Pierre-Marie Poulain
Naval Postgraduate School
poulain@oc.nps.navy.mil
(Abstract received 07/28/2000 for session C)
ABSTRACT
The Adriatic Sea surface circulation for the period 1990-1999 is studied using the data of more than 200 satellite-tracked drifters. The spatial structure and the temporal variability of the surface currents, at meso- to seasonal scales, are described in terms of Eulerian and Lagrangian statistics estimated from the low-pass filtered drifter velocities. Maps of mean currents, subtidal velocity variance and mean kinetic energies were produced using 40-km-diameter circular bins. This averaging scale was chosen as a trade-off between horizontal resolution and statistical accuracy. Bins with a small number of independent observations or a strongly non-uniform seasonal data distribution were rejected to eliminate erroneous statistics.

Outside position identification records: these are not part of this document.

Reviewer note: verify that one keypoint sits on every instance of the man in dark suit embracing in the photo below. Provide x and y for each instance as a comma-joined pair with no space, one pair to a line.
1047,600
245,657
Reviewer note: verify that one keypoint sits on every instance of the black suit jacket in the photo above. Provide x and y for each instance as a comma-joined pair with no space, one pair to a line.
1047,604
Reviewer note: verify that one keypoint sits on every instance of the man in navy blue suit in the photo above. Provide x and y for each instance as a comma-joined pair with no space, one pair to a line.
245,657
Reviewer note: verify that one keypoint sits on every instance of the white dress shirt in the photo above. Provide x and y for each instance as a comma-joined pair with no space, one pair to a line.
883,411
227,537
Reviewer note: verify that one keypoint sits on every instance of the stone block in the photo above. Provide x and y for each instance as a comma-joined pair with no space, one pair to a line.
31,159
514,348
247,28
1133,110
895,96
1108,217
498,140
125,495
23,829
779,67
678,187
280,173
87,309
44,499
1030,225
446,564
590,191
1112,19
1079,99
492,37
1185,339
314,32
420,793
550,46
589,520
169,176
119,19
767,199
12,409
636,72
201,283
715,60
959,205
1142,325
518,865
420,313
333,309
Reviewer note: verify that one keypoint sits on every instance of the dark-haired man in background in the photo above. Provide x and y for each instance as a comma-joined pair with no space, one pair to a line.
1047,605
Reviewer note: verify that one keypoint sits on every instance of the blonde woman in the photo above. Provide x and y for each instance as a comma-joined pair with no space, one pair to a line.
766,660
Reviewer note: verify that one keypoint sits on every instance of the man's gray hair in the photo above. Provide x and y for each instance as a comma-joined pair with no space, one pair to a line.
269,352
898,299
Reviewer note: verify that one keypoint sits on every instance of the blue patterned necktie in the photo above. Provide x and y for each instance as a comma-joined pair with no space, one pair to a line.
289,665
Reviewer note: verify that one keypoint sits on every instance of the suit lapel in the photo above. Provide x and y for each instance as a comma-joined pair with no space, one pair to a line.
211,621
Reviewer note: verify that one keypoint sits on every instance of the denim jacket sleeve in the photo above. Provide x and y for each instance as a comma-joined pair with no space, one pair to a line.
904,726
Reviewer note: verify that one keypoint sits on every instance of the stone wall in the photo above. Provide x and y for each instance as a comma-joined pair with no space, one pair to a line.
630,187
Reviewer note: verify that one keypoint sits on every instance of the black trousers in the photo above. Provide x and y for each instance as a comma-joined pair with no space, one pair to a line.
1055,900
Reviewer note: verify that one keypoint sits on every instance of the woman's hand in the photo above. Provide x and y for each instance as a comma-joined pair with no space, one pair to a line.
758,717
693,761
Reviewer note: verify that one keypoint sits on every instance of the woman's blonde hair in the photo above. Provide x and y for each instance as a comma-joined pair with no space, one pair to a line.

Sampling random and bias errors affecting the mean flow estimates were estimated. Similar maps were produced for the four seasons of the year to assess the seasonal variability of the surface currents. James' test for the null hypothesis that means are equal was used to compare the mean velocity fields. The mean flow map confirms that the global cyclonic circulation in most of the Adriatic basin is broken into three re-circulation cells in the northern, central and southern sub-basins. Mean velocities in the cyclonic gyres can exceed 25 cm/s in the coastal areas where the velocity variance is also maximum (reaching 500 cm^2 s^-2). Values near 2 x 10^7 cm^2 s^-1, 2 days and 18 km were obtained for the diffusivity and the Lagrangian integral time and spatial scales in the along-basin direction, respectively. In the across-basin direction, the statistics are typically 50% of the above values.